The initial complaints were made in mid-February in the seat of Blacktown, where John Robertson is attempting to complete a move to the lower house, presumably to then make a push for the leadership after Keneally resigns or is deposed. The seat is held by a margin of 22.5 percent, but in this Brave New World no seat is safe.
The Daily Telegraph alleges that voters in that seat were asked "how voters would feel about two Liberal cabinet ministers being "anti-teachers", how they would feel about the Liberals cutting 25,000 public sector jobs and about Liberals outsourcing call centre services to India."
These are not Coalition policies - the poll is not actually designed to provide any useful polling data. The responses don't even need to be recorded. The only purpose is to spread gossip and even slander about the other side.
Today there were complaints from the Greens that Labor have been pushing polling in the inner-west seat of Marrickville (held by about 7.5%), where Green candidate and Mayor Fiona Byrne is tipped to defeat Carmel Tebbutt.
The poll asked "Did you know Fiona Byrne led a boycott against Israel on council recently?"
Now, for what it's worth, I think the council "boycotting" israeli products as a result of the Israeli "treatment of Palestinians" is utterly ridiculous, and an atrocious waste of limited council resources (86 hours of staff time spent as of as of 15 February 2011: http://bit.ly/hqHpDk pages 134 to 136). But of course, that's not the point.
The allegation in the poll is not even true - the Mayor did support the boycott but in no way "led it".
The poll is a vicious attempt to smear the name of the candidate. I couldn't find any denials from Labor in relation to the Blacktown poll, but Tebbutt denied that the Marrickville polls came from Labor.
It's difficult to imagine who else could possibly stand to gain from the polls. Perhaps the poll is being paid for by a Labor supporter with a "wink wink nudge nudge" approval from Labor staff. Denials notwithstanding, I think it's safe to assume that Labor persons are, one way or another, involved.
Politics is often ruled by innuendo and rumour. In the US, Obama is to this day constantly dogged by the utterly unfounded and ridiculous claims that he was not born in the States and is therefore ineligible to lead the country (see http://bit.ly/jP76Q). Some resourceful soul has even dug out the initial birth notice published in the Honolulu Advertiser - but this has not been enough to quell the ridiculously persistent rumours.
You might say that a push polls is an incredibly expensive way to win an election, one call at a time. But that's not quite true,
First of all, it targets voters in the seats you are most concerned about.

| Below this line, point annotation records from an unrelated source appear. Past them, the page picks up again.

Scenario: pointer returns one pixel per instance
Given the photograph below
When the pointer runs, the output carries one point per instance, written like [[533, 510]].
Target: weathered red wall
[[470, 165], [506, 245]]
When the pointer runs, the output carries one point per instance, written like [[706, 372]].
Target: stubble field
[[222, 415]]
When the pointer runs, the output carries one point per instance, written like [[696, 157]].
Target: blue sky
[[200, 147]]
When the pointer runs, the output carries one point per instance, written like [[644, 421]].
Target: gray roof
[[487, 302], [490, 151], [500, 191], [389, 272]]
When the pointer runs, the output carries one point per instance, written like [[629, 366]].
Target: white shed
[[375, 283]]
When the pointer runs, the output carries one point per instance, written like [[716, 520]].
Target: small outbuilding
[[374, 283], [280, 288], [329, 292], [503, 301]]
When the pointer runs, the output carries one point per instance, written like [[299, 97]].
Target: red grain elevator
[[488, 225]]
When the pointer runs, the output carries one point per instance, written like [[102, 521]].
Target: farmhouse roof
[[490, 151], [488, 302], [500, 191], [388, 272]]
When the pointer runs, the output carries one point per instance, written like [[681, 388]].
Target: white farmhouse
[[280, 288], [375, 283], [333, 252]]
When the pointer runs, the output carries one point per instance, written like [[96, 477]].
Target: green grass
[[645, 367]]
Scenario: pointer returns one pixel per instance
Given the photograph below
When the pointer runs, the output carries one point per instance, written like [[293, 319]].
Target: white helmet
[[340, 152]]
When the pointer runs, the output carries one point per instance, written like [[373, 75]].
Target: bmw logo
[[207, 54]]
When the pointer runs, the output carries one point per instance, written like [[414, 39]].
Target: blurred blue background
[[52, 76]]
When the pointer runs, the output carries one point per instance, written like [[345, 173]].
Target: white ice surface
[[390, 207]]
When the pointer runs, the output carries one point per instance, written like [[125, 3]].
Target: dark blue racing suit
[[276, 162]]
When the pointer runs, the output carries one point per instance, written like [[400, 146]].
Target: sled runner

Second of all, it lets you say things that you could never say on television, where people could test out your accusation. Thirdly, it's in an allegedly independent poll, so is therefore unlikely to be questioned by the voter.
Finally, the average NSW state district has about 40 000 votes cast. A poll that calls 1000 people, who tells an average of 3 other voters, has suddenly planted a nasty, insidious rumour with a full 10% of voters.
Rumours change elections - and there can be little doubt that some Labor persons are resorting to what can only be described as dirty tricks to hang onto what should really be safe seats.
Politics is a nasty, nasty business.